Tout au long du XXe siècle jusqu’à nos jours, en Turquie, en Irak ou en Iran, des révoltes kurdes ont régulièrement éclaté. Mais les Kurdes n’ont jamais réussi à unifier leurs forces. Pour quelle raison un mouvement national commun n’a-t-il pas été possible ?

Tant que le Moyen-Orient ne se démocratisera pas, il sera très difficile pour les Kurdes de sortir du cadre où la violence domine les sociétés et la pratique du pouvoir dans la région. Car, presque à chaque fois que la question kurde émerge, elle s’inscrit dans un cadre où la guerre prédomine. Dès lors, les contraintes de la survie font que chaque mouvement kurde dans les différents pays est amené à chercher des protections. Pour éviter d’être écrasé, le plus simple, conjoncturellement, est de se lier à l’État en conflit contre l’État qui opprime.

On sait comment cela se termine… Dans les années 1970, le Shah d’Iran soutient les Kurdes irakiens et Saddam Hussein les Kurdes iraniens. Finalement, en 1975, les deux dirigeants s’entendent, et chacun abandonne son soutien aux Kurdes de « l’autre », qui se retrouvent seuls face à leur oppresseur.

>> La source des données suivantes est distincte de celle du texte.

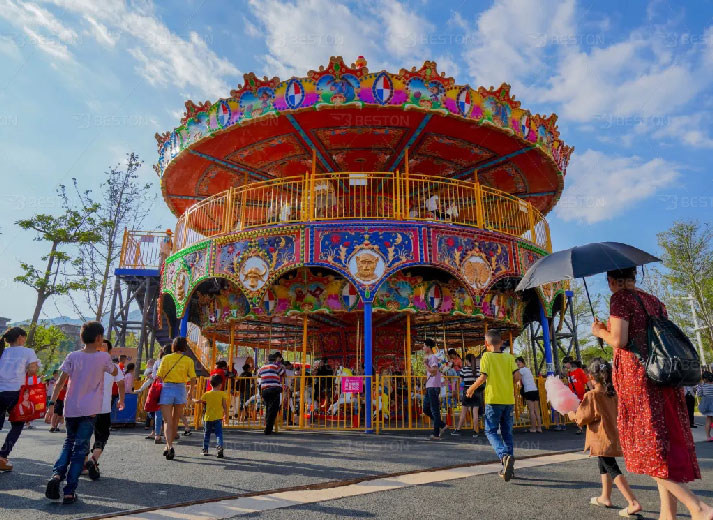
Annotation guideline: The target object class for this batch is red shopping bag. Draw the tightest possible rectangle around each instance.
[10,375,47,422]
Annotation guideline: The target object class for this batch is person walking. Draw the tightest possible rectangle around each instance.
[84,339,126,480]
[0,327,40,471]
[45,321,119,504]
[592,267,713,520]
[193,374,228,459]
[466,330,521,482]
[451,353,483,437]
[515,356,542,433]
[156,336,196,460]
[423,338,446,441]
[569,358,641,518]
[258,353,285,435]
[139,345,171,444]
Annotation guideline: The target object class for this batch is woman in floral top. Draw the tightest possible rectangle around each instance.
[592,267,713,520]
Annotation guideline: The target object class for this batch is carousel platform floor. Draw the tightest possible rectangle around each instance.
[0,422,713,520]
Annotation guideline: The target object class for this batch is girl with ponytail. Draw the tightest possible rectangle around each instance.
[0,327,39,471]
[569,358,641,518]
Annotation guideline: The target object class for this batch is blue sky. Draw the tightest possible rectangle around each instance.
[0,0,713,319]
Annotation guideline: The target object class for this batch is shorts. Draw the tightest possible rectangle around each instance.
[463,389,485,409]
[92,413,111,451]
[522,390,540,401]
[158,383,188,405]
[599,457,621,480]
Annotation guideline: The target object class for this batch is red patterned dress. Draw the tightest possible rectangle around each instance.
[609,289,701,482]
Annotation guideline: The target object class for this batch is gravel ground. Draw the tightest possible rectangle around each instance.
[0,423,713,520]
[234,443,713,520]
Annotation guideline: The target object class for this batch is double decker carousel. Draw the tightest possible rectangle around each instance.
[155,56,572,430]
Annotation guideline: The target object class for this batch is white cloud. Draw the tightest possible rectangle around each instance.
[642,112,713,148]
[0,0,78,61]
[374,0,434,59]
[249,0,382,78]
[555,149,680,224]
[35,0,240,99]
[456,0,576,87]
[84,16,118,47]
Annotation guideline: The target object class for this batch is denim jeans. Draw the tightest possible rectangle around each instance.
[485,404,515,460]
[203,419,223,451]
[153,408,163,437]
[53,416,96,495]
[423,388,446,437]
[0,390,25,459]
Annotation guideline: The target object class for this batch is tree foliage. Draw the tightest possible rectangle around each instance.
[658,221,713,362]
[15,202,100,347]
[60,152,156,321]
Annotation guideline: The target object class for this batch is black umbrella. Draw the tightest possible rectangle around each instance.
[515,242,661,316]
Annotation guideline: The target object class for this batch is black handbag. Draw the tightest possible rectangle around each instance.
[627,291,701,386]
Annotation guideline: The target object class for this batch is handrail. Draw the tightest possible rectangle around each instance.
[119,229,173,269]
[173,172,552,251]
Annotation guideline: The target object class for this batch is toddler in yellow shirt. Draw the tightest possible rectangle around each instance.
[194,374,228,459]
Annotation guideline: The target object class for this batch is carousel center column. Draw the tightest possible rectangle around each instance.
[364,302,374,433]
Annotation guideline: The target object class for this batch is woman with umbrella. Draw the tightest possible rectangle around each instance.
[517,242,713,520]
[592,267,713,520]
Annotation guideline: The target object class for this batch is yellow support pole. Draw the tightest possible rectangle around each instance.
[307,148,317,221]
[300,314,314,428]
[404,146,411,218]
[406,313,412,429]
[525,202,537,244]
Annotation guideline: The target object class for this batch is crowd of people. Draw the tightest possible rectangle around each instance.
[0,269,713,520]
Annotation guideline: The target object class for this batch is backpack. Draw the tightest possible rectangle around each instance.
[627,291,701,386]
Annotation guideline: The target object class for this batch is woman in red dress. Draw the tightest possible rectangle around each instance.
[592,267,713,520]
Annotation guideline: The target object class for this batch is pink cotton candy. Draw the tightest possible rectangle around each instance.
[545,376,579,415]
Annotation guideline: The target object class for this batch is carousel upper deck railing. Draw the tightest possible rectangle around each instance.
[119,230,168,270]
[173,172,552,251]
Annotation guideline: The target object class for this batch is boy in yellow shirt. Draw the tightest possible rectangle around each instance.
[466,330,521,482]
[194,374,228,459]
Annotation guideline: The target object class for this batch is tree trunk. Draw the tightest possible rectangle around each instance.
[27,242,57,348]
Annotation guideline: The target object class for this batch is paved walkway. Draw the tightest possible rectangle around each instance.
[0,423,713,520]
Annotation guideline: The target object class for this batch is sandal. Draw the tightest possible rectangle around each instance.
[589,497,614,509]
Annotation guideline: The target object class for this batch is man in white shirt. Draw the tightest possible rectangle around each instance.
[84,339,126,480]
[0,327,40,471]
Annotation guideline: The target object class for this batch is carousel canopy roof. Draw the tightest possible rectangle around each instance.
[155,57,573,216]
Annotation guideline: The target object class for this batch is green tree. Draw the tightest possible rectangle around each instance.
[34,324,74,375]
[15,206,100,348]
[60,152,156,321]
[658,221,713,360]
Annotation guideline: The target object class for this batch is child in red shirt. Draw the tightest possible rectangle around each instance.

Absolument. Pourtant, on aurait tort de ne voir que cet aspect des choses. Car les tendances à l’unité du combat kurde existent également, et elles se sont renforcées récemment. Ainsi, les « accords de Paris », en 1989, ont restauré le lien entre les Kurdes d’Irak et ceux d’Iran. Et depuis les années 2000, même si les divisions internes se poursuivent, on constate l’existence d’un système d’arbitrage entre les fractions kurdes qui permet de résoudre les conflits sans violence. L’idée d’un congrès pankurde réapparaît. Elle est celle qui effraie le plus Erdoğan, par exemple. Car il perçoit l’émergence d’une revendication nationale kurde collective comme une « menace existentielle » pour la Turquie, celle d’une nouvelle « amputation ». Il est incapable de concevoir que, dans un Moyen-Orient apaisé où on serait sorti de la domination des logiques militaires et où le dissensus et la pluralité seraient admis, une place pourrait être faite aux Kurdes dans le respect de leurs aspirations nationales. Par exemple, on pourrait avoir une Assemblée nationale kurde transfrontalière sans remettre en cause la souveraineté des États. Si l’on veut trouver des solutions pacifiques, il faut accepter la légitimité de son interlocuteur. Mais Erdoğan, l’Iranien Khamenei et d’autres dirigeants régionaux ne considèrent le dissensus que comme une menace épouvantable.